At a time when the state is dealing with severe water crisis, a professor from the Indian Institute of Technology Bombay (IIT-B) and his team of students have created a wetland at the institute’s Powai campus that processes approximately 30,000 litres of sewage per day and converts it in to re-usable water.
According to Mumbai’s municipal corporation, an average resident of Mumbai uses 135 litres of water every day. The research plant currently treats, without chemicals and electricity, wastewater generated by nearly 300 students living on the campus.

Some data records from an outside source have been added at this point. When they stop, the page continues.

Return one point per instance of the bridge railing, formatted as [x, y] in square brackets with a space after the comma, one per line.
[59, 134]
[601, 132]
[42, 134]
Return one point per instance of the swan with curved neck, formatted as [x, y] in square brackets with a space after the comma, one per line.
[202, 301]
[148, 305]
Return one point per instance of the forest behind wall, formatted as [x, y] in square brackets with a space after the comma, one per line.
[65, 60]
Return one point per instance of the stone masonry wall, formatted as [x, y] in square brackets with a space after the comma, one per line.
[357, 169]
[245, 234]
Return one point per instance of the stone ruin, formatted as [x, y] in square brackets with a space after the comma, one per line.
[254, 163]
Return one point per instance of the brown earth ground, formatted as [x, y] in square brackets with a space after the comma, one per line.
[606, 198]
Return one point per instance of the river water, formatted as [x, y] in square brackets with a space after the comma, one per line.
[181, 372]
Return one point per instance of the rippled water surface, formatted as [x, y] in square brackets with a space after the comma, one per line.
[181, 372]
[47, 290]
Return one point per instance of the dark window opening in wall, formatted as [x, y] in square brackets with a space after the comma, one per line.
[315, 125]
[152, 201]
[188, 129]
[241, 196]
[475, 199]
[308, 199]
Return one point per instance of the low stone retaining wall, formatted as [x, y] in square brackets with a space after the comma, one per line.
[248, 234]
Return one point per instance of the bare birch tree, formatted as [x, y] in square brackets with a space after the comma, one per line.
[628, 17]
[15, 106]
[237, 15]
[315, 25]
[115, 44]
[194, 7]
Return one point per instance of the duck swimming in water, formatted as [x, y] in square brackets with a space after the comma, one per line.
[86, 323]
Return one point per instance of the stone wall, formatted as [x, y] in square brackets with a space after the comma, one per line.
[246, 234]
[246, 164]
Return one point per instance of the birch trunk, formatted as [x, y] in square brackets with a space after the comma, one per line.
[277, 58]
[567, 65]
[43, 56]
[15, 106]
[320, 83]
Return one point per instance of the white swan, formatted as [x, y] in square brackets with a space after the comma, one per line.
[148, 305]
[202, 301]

The project, called the Constructed Wetland (CW) plan, started functioning in November 2013 and is an idea from professor Shyam Asolekar from the Centre for Environmental Science & Engineering and his research team comprising of PhD and MTech students and research engineers, Dinesh Kumar, Rahul Sutar, Dheeraj Kumar, Ketan Kamble and Anurag Singh and advised by Yogen Parikh.
“A constructed wetland bed is a natural treatment system that does not need energy or chemicals to clean wastewater. It traps the foul odour below the wetland bed and treats sewage through a continuous biotechnological process once the wastewater is released into the wetland bed,” said Asolekar.
The artificial wetland bed, having dimensions of 13 m length, 3 m width and 0.6 m depth, approximately equal to an area of 450 square feet - about the size of a a one-bedroom-hall-kitchen flat - is covered by almost 1000 plants of one wetland species, Canna indica, Sewage water is released into the beds through a pipeline, diverted from the main sewer lines to the pilot plant for research purposes.
“The roots of the living plants in the wetland provides a peculiar habitat for beneficial microorganisms in the root-zone (which also pump oxygen from the atmosphere into the bed) and jointly purify the sewage while the plants are automatically nurtured by utilising carbon, nitrogen and phosphorous from sewage,” said Asolekar.
The treated water can be used for a variety of reusable purposes including drinking water for animals, irrigation in farms and gardens, and water for flushing and washing.
Co-funded by the European Commission and IIT-B, the project cost for developing this technology as well as building this pilot plant was close to Rs 4 crore. After the successful demonstration of the CW technology on IIT-B campus, three similar CWs have already been commissioned at three separate locations across Maharashtra (see box).
“A project like this goes to show that indigenous research and development is happening in India for water conservation and it is a timely discovery considering the acute water shortage in the state. However, constraints such as land acquisition for urban cities like Mumbai and a financial problem for rural cities need to be worked out. But if we consider the larger benefits, these problems can be resolved easily,” said Dhaval Desai, senior research fellow, Observer Research Foundation (ORF).